Monitor, analyze, and respond to AI system activity with comprehensive logging and feedback tools.
The Logs interface is your central hub for monitoring and investigating AI interactions.
Each log entry contains detailed information about the request section, time, messages and any flags triggered during evaluation.
When reviewing logs, you can help improve Guardion’s detection accuracy by providing feedback on any misclassifications you find:
Open the log detail view for the interaction
Review the detection results and conversation context
If you identify a false positive or false negative, click Mark as Misclassification
Your feedback is immediately incorporated into the detection system
Your feedback helps build a dataset specific to your policy, making Guardion’s runtime control more accurate over time. Learn more in our Feedbacks documentation.
Threats are specific types of risks that Guardion detects, such as prompt injections, jailbreaks, or harmful content. Each threat type has its own detector and can be configured as part of your policies. The logs interface shows which threats were detected in each interaction.
When content triggers one of your policies, it gets “flagged” in the system, meaning a risk has been identified. Flagged content appears in your logs with detailed information about which policies were triggered and why. This visibility gives you a clear audit trail to quickly identify, investigate, and remediate potential security and compliance issues across your AI interactions.
For each detected threat, Guardion provides a confidence score (0 to 1) indicating how certain the system is about the classification. Higher scores represent greater certainty that a real threat exists.
Thresholds are configurable values that determine when a detection triggers a flag. You can adjust thresholds for each policy to balance control and usability.
L1 (Lenient): Provides basic protection with minimal false positives, offering a balance that favors user experience over strict control
L2 (Moderate): Balanced approach with moderate protection and acceptable false positive rates
L3 (Enhanced): Stronger protection with potentially more false positives, prioritizing security over perfect accuracy
L4 (Strict): Maximum protection level with potentially higher false positive rates but ensures comprehensive coverage against potential threats
Guardrails are the protective boundaries you establish around your AI systems. They’re implemented through policies and help ensure your AI behaves according to your requirements and security standards.

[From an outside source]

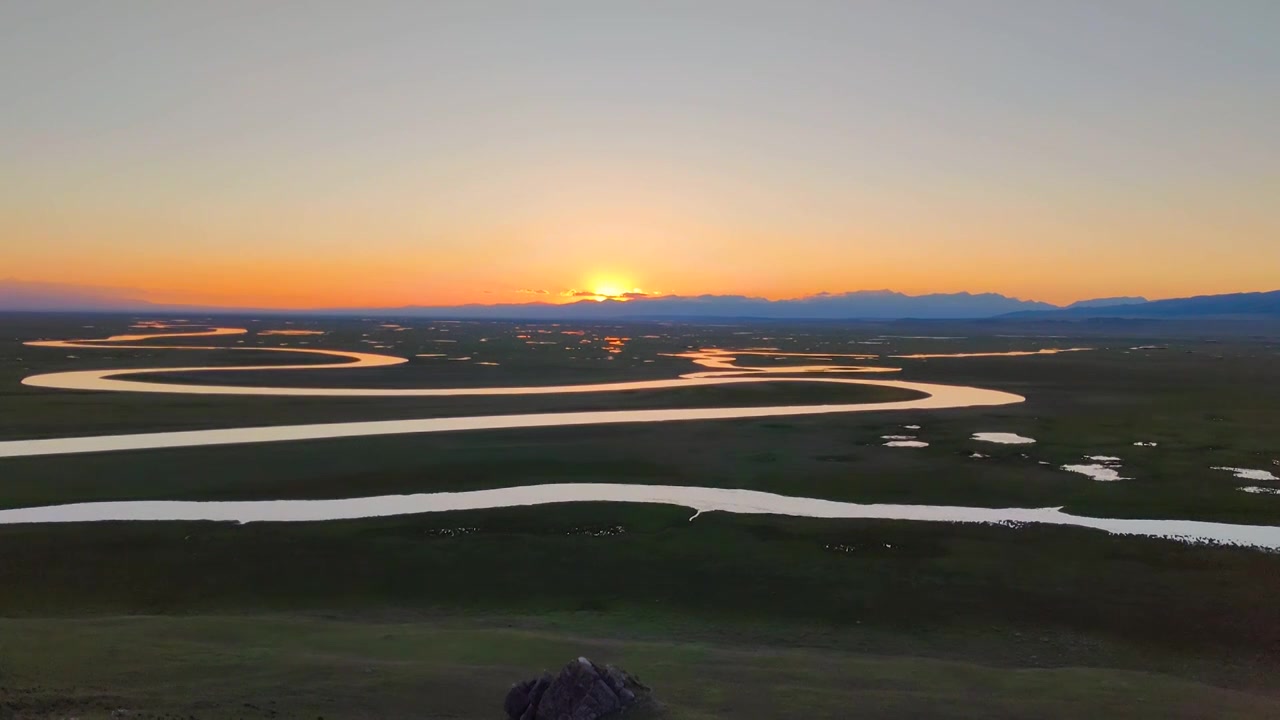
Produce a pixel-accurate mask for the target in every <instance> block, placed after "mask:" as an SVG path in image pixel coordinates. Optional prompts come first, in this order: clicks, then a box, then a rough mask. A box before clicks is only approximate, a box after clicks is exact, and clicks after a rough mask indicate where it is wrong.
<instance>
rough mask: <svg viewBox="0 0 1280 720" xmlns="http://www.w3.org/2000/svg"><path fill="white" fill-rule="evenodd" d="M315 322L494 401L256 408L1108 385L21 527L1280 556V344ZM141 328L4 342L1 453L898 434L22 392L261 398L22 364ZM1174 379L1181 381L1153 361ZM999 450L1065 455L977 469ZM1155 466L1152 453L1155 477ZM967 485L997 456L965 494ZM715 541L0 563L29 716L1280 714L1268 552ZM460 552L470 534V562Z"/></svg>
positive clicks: (401, 459) (575, 544) (105, 544)
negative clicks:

Policies are the rules you configure that determine how Guardion should handle different types of content. A policy defines which detectors to use, what thresholds and where target to apply.
Detectors are the specific mechanisms that identify particular types of threats. Each detector is specialized for a certain category of risk (e.g., prompt injection detector, harmful content detector, PII detector, code generation detector, etc). Policies use one or more detectors with configured thresholds.